にチェックを入れて[Proceed to download]を押す。これで、2001年3月31日現在では

  • vnc-3.3.3r2_x86_linux_2.0.tgz
  • vnc-3.3.3r9_x86_win32.zip

の2ファイルがダウンロードできる。

 Linux用のVNCは、バイナリだけではなくソースも提供されているが、あえてソースからコンパイルすべき理由はないのでバイナリだけで十分だろう。

Linuxへのインストール

 まずLinuxにVNCサーバをインストールしよう。ダウンロードしたvnc-3.3.3r2_x86_linux_2.0.tgzを以下の手順のように適当なディレクトリ(ホームディレクトリなど)で展開し、/usr/local/binにコピーする。/usr/local/binはrootでなければ操作できないので、途中でsuする。

$ tar zxvf vnc-3.3.3r2_x86_linux_2.0.tgz
$ cd vnc_x86_linux_2.0
$ su -
Password
# cp vncviewer vncserver vncpasswd vncconnect Xvnc /usr/local/bin
# mkdir -p /usr/local/vnc/classes
# cp classes/* /usr/local/vnc/classes

 これだけでインストールは完了だ。拍子抜けするほど簡単である。

VNCサーバの設定

 次にVNCサーバの設定を行う。普段VNCを使うユーザーになり、そのユーザーのホームディレクトリに移動する。まずは.bashrcを編集して/usr/local/binにパスを通しておく。

$ cd
$ vi .bashrc

などで.bashrcを開き、

PATH=$PATH:/usr/local/bin

の記述を追加する。そして

source .bashrc

で編集した.bashrcの内容を反映させる。

 これでVNCサーバを起動させる準備が整った。VNCサーバ(Xvnc)は、vncserverというスクリプトにディスプレイ番号(下記コラム参照)を付加して起動する。

$ vncserver :1

 ただし、初回起動時はパスワードの設定が必要だ。Password:とVerify:(確認)に対して、それぞれパスワードを入力する。これでVNCサーバが起動する。

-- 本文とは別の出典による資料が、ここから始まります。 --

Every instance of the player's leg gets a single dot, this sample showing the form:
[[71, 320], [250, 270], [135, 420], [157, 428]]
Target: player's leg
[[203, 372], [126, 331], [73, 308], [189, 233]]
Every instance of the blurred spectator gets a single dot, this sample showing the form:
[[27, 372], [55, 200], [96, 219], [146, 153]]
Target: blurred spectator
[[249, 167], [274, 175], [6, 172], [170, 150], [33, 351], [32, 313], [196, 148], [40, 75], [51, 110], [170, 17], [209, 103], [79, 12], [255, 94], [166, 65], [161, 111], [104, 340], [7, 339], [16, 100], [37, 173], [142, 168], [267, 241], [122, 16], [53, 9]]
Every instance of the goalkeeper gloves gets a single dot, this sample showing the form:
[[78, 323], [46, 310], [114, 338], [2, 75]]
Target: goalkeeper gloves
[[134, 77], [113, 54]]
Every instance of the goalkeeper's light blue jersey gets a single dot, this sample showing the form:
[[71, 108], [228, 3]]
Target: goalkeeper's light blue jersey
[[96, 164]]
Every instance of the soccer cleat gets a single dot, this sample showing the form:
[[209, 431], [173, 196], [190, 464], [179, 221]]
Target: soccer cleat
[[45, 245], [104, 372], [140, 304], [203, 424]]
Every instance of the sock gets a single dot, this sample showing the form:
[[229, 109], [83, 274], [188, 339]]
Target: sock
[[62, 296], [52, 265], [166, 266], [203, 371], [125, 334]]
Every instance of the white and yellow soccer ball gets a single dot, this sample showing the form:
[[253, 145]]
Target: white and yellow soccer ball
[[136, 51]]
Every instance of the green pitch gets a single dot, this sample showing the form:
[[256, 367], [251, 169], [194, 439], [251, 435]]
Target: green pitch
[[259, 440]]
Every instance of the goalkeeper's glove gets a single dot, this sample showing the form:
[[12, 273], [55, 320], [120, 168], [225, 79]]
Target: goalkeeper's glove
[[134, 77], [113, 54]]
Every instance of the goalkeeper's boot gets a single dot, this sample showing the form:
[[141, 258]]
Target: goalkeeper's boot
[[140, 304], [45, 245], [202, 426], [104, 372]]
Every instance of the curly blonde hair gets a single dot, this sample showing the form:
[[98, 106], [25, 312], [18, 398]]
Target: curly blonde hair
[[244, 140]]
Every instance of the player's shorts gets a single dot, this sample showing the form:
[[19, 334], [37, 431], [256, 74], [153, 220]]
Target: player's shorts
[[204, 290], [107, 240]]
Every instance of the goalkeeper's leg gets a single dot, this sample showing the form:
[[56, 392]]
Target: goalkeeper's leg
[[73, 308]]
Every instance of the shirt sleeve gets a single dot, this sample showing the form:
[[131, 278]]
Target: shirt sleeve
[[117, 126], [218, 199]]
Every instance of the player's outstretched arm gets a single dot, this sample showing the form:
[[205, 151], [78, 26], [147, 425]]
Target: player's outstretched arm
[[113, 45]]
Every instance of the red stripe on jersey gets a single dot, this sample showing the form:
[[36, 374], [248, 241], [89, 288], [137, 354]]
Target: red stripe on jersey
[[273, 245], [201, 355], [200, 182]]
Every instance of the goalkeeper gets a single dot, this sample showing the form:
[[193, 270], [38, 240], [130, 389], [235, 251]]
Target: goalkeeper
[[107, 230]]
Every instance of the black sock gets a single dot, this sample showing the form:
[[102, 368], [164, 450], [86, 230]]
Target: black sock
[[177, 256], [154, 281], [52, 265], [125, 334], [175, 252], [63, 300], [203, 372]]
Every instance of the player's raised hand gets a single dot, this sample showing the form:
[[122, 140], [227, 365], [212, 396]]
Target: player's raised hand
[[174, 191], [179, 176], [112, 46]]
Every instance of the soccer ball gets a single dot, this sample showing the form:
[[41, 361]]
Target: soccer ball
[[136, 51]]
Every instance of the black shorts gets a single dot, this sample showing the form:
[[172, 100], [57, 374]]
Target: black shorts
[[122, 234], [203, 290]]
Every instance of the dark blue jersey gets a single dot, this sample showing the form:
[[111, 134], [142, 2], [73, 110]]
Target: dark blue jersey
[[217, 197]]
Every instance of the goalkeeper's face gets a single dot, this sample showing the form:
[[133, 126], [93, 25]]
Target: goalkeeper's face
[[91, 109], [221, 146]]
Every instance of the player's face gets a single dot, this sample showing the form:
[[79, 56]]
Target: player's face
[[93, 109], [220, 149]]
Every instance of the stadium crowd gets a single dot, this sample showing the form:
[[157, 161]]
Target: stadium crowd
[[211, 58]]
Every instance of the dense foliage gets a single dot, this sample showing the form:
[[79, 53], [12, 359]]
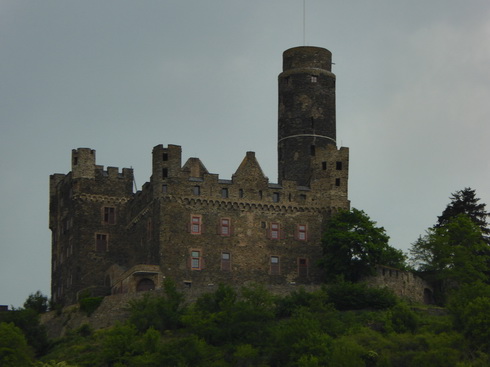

You will require a password to access 
your desktops. 
Password:
Verify:
xauth: creating new authority file /home/isamu-n/.Xauthority 
New 'X' desktop is laser5:1 
Creating default startup script /home/isamu-n/.vnc/xstartup
Starting applications specified in /home/isamu-n/.vnc/xstartup
Log file is /home/isamu-n/.vnc/laser5:1.log
注:「laser5」はVNCサーバを動作させるLinuxのホスト名

 ちなみに、VNCサーバの設定を変更した際は(この後さまざまな変更を行う)、VNCサーバを停止させて、あらためて起動する必要がある。VNCサーバの停止時も、起動時に指定したディスプレイ番号を付加する。

$ vncserver -kill :1
Killing Xvnc process ID XXX

コラム:ディスプレイ番号

 ディスプレイ番号はVNCが仮想Xデスクトップを出力する場所で、本文の例では「:1」として明示しているが、番号を付けなければVNCサーバが自動的に付加する。VNCサーバをディスプレイ番号1で起動したら、VNCビューアは当然ながらディスプレイ番号1に対して接続しなければならない。 番号があるということは、つまり複数の仮想Xデスクトップを同時に出力できるということであり、ユーザーAが1番を、ユーザーBが2番を使って接続することも可能だ。この場合、ユーザーAとユーザーBそれぞれのマシンには異なる仮想Xデスクトップが表示される。


Windowsへのインストール

 Windows版のVNCビューアもインストールは簡単だ。

 vnc-3.3.3r9_x86_win32.zipを展開し、その中身を好きなフォルダに移動するだけでよい。特別な設定も必要ない。VNCビューアのプログラムはvncviewer.exeなので、ショートカットを作るなりして起動しやすいようにしておくといいだろう。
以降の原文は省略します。